Lead was used extensively in paint that exists in approximately 75% of the housing in Vermont that was built before 1978. Lead-based paint that is deteriorated or on a friction or impact surface produces dust that collects on window sills, floors, toys, etc.
United Counseling Services’ Facilities and Safety Division is responsible for a large scope of duties pertaining to the maintenance of our facilities throughout Bennington County. One significant piece of our operations is to follow safe work practices when working in and around areas that contain lead-based paint.
If you own or rent a home that was built prior to 1978, you should know that there are laws that protect you and your family from lead exposure. If you rent a home, your landlord is required by Vermont’s Lead Law to perform essential maintenance practices annually. This practice requires a visual inspection of all interior and exterior surfaces. Any deteriorated paint that exceeds a set measurement is then safely stabilized or removed within thirty days of the inspection or notification by a tenant. Inserts are installed in window wells as required and you will receive a written notice regarding the importance of reporting deteriorating paint promptly. This practice is also required for child care facilities and schools constructed before 1978.
It is also important for you to know that contractors are required to be trained and licensed to work in a safe manner when disturbing lead paint.
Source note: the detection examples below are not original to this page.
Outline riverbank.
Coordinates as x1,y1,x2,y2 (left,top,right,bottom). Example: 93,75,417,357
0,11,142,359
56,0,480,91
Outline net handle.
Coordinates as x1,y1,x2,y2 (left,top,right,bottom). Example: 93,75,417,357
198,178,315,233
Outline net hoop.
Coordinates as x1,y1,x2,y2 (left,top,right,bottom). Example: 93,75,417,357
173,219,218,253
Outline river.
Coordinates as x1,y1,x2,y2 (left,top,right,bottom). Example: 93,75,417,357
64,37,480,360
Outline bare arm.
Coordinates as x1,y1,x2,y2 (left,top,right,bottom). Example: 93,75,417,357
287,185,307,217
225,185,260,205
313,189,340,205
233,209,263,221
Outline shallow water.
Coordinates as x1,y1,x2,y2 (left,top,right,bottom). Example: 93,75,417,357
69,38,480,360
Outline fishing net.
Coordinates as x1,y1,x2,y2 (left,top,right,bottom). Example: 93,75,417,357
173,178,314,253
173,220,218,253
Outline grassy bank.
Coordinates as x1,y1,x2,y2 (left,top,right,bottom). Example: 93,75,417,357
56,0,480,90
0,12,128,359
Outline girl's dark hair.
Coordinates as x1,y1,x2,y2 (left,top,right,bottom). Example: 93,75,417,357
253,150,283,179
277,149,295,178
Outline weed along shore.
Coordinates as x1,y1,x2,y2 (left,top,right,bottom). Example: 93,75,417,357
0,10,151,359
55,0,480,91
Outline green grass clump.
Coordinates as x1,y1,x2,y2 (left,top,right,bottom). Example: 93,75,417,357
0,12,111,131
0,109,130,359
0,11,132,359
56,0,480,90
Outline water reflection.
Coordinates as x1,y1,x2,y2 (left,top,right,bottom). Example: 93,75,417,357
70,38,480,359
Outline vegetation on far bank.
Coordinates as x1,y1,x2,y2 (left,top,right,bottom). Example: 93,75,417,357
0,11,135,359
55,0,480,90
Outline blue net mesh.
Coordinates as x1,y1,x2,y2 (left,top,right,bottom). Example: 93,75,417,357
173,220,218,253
The Environmental Protection Agency (EPA) issued this rule to protect people from lead dust and chips that can be created when disturbing lead paint during renovation, repairs, and painting (RRP). This rule applies to all homes, child care centers, and schools that were built before 1978.
UCS conducts annual Essential Maintenance Practices (EMP) on our affected rental properties, and early childhood centers. We have several staff within our Facilities and Safety Division who are certified by the Vermont Department of Health on Essential Maintenance Practices. These practices reduce the hazards of lead paint poisoning. The Facilities and Safety staff have also recently become Certified Renovators through the Environmental Protection Agency (EPA) and UCS has become a Lead Safe Certified Firm through the EPA.
*To help reduce the risk of lead exposure you can take precaution and follow these simple steps:
- Evaluate your home for lead hazards.
- Remodel and renovate safety. Never sand lead paint since lead dust is much more dangerous than lead paint.
- Do not remove lead-based paint yourself. Hire a licensed contractor.
- Keep areas where children play as dust-free and clean as possible.
- If you are a tenant, review lead-based paint hazards in information provided by your landlord.
- Eat a healthy diet that includes iron, calcium and foods low in fat. This causes the body to absorb less lead.
- Practice good maintenance to keep old lead-based paint intact.